Jellal se mordit la lèvre supérieure ce qui était chez lui était un signe d’irritation. Comme il aurait aimé rabattre son caquet à ce vieillard condescendant et imbu de sa petite personne ! S’il l’avait laissé terminer sa phrase, il lui aurait fait remarquer que si Enki n’avait pas enrayé l’épidémie, elle se serait sans doute étendue au pays tout entier. Mais ce n’était pas une bonne idée d’irriter le souverain, avant qu’Enki ne lui présente sa requête ; même si, connaissant les préjugés du monarque, il estimait qu’il y avait peu de chance pour que cette dernière aboutisse. L’attitude du vieil homme ne faisait que confirmer ses craintes. En tentant de minimiser l’exploit qu’avait accompli Enki, le monarque signifiait implicitement qu’il était certes, prêt à offrir une aumône pour bons et loyaux services, du moment que les exigences du jeune homme restaient raisonnables.

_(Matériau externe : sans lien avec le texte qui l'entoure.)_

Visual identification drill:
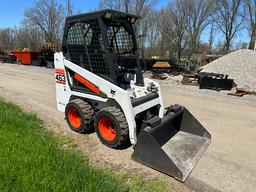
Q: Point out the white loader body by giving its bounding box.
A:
[54,52,164,145]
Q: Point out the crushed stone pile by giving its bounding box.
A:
[202,49,256,89]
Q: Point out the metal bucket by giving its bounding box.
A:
[132,107,211,182]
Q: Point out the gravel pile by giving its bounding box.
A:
[202,49,256,89]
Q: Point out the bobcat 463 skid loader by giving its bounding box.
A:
[54,10,211,181]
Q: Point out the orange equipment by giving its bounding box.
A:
[12,50,39,65]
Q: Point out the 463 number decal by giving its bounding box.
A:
[55,69,66,84]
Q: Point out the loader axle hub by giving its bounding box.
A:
[99,118,117,141]
[68,107,81,128]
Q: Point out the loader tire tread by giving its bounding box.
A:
[94,107,129,149]
[67,98,94,133]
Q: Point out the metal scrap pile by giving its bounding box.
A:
[202,49,256,89]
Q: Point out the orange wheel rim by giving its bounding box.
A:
[98,117,116,141]
[68,107,81,129]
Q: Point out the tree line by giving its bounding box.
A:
[0,0,256,61]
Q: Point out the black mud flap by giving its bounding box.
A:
[132,107,211,182]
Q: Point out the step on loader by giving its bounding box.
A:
[54,10,211,181]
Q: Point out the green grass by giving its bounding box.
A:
[0,100,166,192]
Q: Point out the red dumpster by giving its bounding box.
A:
[12,50,39,65]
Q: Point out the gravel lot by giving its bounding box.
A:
[202,49,256,89]
[0,63,256,192]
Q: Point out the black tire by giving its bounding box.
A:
[65,99,94,133]
[94,107,129,148]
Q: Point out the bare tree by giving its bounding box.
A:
[0,28,17,51]
[25,0,65,43]
[163,0,188,62]
[208,22,216,53]
[245,0,256,49]
[185,0,213,57]
[212,0,244,52]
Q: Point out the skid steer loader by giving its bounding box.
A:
[54,10,211,181]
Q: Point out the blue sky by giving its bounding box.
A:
[0,0,168,28]
[0,0,248,46]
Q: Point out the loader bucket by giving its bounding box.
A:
[132,107,211,182]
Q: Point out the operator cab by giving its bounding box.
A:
[62,10,144,89]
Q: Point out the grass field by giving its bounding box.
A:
[0,100,166,192]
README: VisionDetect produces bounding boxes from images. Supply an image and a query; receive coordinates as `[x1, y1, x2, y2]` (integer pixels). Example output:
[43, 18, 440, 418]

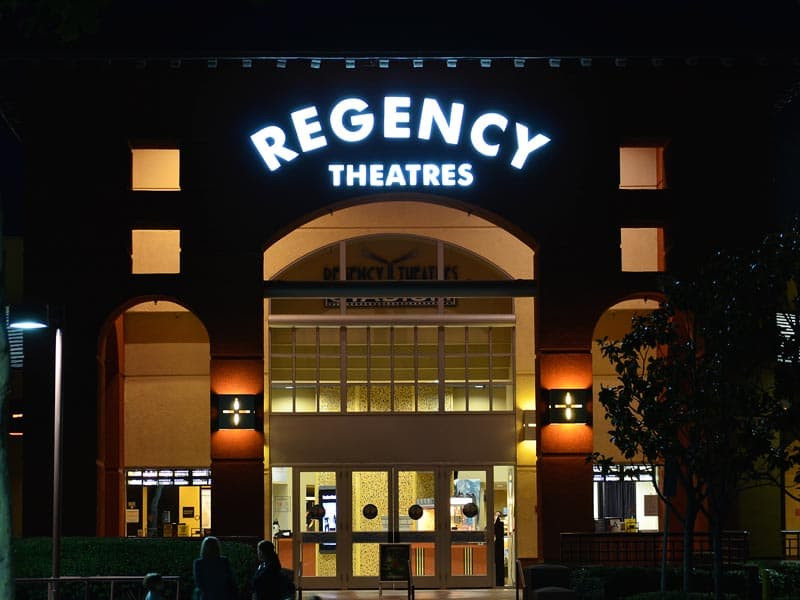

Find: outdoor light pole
[48, 327, 62, 599]
[8, 307, 63, 600]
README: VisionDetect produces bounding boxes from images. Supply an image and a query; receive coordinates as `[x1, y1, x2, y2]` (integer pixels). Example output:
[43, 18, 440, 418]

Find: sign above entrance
[250, 96, 550, 188]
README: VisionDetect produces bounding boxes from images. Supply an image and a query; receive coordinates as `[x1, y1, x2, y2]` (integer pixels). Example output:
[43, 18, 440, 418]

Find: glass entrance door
[294, 469, 342, 589]
[349, 468, 439, 588]
[446, 468, 493, 587]
[287, 466, 494, 589]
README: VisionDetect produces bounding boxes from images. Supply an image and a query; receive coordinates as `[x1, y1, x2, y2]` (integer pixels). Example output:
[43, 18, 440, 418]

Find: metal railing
[14, 575, 181, 600]
[561, 531, 748, 568]
[781, 529, 800, 560]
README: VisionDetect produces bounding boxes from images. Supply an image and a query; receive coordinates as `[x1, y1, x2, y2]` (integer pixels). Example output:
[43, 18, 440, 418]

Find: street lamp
[8, 307, 62, 598]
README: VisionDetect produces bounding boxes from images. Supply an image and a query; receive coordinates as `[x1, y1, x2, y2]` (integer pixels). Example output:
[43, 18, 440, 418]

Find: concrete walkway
[303, 588, 522, 600]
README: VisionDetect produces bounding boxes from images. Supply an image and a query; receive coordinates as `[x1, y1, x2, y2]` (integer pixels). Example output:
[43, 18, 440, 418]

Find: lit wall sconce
[216, 394, 260, 429]
[522, 410, 536, 442]
[547, 390, 591, 423]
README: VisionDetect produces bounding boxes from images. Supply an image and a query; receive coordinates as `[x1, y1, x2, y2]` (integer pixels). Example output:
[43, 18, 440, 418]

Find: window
[131, 148, 181, 192]
[593, 465, 658, 531]
[619, 144, 666, 190]
[620, 227, 665, 273]
[131, 229, 181, 275]
[269, 325, 514, 413]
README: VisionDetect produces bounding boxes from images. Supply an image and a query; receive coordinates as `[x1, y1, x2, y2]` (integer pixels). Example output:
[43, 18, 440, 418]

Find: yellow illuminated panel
[131, 229, 181, 275]
[619, 146, 666, 190]
[131, 148, 181, 192]
[620, 227, 665, 273]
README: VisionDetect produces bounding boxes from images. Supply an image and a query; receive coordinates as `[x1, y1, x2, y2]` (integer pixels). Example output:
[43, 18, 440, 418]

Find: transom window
[269, 325, 514, 413]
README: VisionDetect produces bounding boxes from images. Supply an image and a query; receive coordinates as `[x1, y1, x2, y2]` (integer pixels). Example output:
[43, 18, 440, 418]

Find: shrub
[12, 537, 256, 600]
[626, 592, 739, 600]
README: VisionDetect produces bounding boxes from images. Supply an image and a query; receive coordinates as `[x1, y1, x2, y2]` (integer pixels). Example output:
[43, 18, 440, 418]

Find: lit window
[131, 148, 181, 192]
[619, 145, 667, 190]
[131, 229, 181, 274]
[620, 227, 664, 272]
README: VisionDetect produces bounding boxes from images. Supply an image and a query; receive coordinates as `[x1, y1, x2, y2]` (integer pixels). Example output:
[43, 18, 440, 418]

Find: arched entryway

Jellal s’abstint de répondre et se contenta d’acquiescer. Estimant que cet intermède était clôt, le souverain se tourna à nouveau vers Enki.

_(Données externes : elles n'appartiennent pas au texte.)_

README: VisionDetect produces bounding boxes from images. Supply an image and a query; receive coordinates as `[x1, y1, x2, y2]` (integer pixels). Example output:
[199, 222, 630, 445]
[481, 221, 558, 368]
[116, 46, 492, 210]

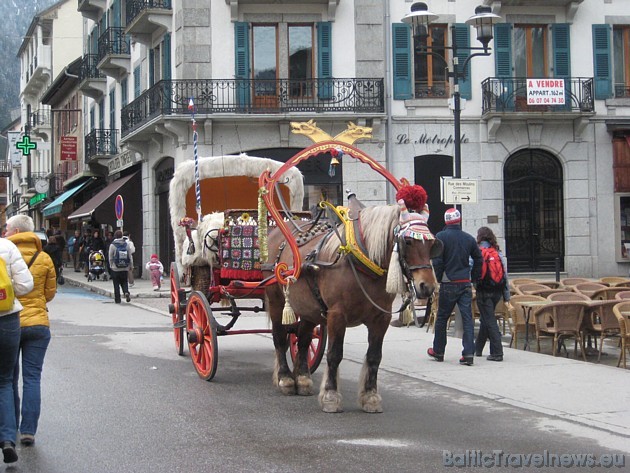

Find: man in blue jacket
[427, 208, 482, 366]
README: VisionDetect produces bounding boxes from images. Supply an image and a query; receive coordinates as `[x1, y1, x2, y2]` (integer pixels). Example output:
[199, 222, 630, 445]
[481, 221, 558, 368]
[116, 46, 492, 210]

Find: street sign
[114, 194, 125, 220]
[440, 177, 477, 204]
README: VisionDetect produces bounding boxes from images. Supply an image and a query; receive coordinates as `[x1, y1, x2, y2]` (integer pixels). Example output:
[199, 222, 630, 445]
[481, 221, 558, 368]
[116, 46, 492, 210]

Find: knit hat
[444, 208, 462, 225]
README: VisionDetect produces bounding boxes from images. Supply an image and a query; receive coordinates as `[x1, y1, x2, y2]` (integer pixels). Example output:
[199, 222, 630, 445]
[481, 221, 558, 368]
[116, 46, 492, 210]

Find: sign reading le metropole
[527, 79, 564, 105]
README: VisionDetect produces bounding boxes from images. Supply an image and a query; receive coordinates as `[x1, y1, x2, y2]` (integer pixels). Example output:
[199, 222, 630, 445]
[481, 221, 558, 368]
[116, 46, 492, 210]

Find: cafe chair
[591, 286, 628, 301]
[613, 301, 630, 368]
[584, 301, 620, 362]
[509, 294, 545, 348]
[599, 276, 630, 287]
[573, 282, 607, 298]
[560, 278, 590, 288]
[533, 301, 588, 361]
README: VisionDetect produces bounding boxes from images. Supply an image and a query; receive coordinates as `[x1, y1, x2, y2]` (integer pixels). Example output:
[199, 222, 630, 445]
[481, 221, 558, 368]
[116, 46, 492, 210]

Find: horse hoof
[360, 393, 383, 414]
[297, 376, 313, 396]
[278, 378, 295, 396]
[319, 391, 343, 414]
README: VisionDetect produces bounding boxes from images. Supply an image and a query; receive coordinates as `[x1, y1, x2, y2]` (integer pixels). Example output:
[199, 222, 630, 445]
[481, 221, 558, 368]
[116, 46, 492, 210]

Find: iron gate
[503, 149, 564, 272]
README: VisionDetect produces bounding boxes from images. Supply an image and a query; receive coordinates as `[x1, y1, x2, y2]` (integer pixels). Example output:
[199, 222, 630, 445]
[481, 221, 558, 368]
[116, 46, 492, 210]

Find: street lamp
[402, 2, 501, 197]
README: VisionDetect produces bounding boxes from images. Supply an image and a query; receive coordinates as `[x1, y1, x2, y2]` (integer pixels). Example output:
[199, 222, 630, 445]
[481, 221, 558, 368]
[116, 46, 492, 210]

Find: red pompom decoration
[396, 185, 427, 212]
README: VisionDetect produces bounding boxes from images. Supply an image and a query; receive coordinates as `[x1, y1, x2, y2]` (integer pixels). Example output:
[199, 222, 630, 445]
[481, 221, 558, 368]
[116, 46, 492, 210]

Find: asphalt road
[0, 287, 629, 473]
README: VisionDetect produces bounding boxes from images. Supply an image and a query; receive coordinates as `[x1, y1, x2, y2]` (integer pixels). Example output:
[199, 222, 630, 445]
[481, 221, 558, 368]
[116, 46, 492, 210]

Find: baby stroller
[88, 250, 107, 281]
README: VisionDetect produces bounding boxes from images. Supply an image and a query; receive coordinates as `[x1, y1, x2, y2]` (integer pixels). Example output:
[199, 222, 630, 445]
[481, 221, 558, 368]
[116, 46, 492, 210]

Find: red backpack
[477, 247, 505, 291]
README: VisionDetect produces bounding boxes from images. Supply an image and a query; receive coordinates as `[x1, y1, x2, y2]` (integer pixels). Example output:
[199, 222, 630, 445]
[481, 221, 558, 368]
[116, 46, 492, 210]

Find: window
[613, 25, 630, 97]
[413, 25, 449, 98]
[514, 25, 549, 77]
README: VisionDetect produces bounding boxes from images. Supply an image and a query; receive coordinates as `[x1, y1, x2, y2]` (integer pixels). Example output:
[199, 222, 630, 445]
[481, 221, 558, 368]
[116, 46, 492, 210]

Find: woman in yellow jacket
[6, 215, 57, 446]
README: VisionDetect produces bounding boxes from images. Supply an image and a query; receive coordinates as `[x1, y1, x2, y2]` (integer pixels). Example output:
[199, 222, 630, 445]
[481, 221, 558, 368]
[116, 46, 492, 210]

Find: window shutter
[455, 23, 472, 100]
[234, 21, 250, 107]
[162, 33, 171, 80]
[317, 21, 333, 99]
[593, 25, 613, 100]
[392, 23, 413, 100]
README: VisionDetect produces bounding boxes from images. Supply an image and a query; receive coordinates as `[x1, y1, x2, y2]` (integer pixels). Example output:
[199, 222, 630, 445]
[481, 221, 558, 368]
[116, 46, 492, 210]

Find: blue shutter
[494, 23, 514, 110]
[392, 23, 413, 100]
[455, 23, 472, 100]
[317, 21, 333, 99]
[551, 23, 577, 110]
[593, 25, 613, 100]
[234, 21, 251, 107]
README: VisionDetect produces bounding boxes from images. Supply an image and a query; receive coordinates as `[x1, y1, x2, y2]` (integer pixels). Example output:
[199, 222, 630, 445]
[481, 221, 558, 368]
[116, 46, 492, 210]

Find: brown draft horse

— Vous n’avez toujours pas répondu à ma question, jeune homme. Toute peine méritant salaire, que désirez-vous ? De l’or, des terres, une situation ? Parlez !
— Roi d’Ambre, je ne désire rien de tout cela. Je ne souhaite qu’une seule et unique petite chose qui ne vous coutera rien ni à vous ni à votre peuple. Je ne sollicite que l’honneur de toucher le pommeau de l’épée d’Homenxe. J’ai des raisons de penser que si l’épée ne me tue pas, elle pourrait bien me sauver la vie.
Le souverain fronça les sourcils, visiblement outré par cette requête.
— Comment osez-vous demander cela ? Une petite chose dites-vous ? Co-
Le vieillard s’interrompit, se rendant compte que le magicien venait de lui renvoyer le qualificatif qu’il avait lui-même employé un instant plus tôt. Il grogna puis reprit :
— Ignorez-vous que l’épée d’Homenxe est le symbole de notre pouvoir et qu’elle tue toute personne étrangère à notre famille qui aurait l’audace de poser la main sur elle ?
— Je sais cela, Majesté. Malheureusement, dans la situation où je me trouve, je n’ai pas grand-chose à perdre et tout a gagné. Si l’épée me tue, rien ne changera pour moi puisque, dans l’état moribond où vous me voyez, je suis de toute façon condamné. En fait, même dans ce cas j’y gagne une mort rapide et sans douleur et le supplice de l’agonie me sera épargné. Et dans le cas très improbable où je survive, je serais sauvé.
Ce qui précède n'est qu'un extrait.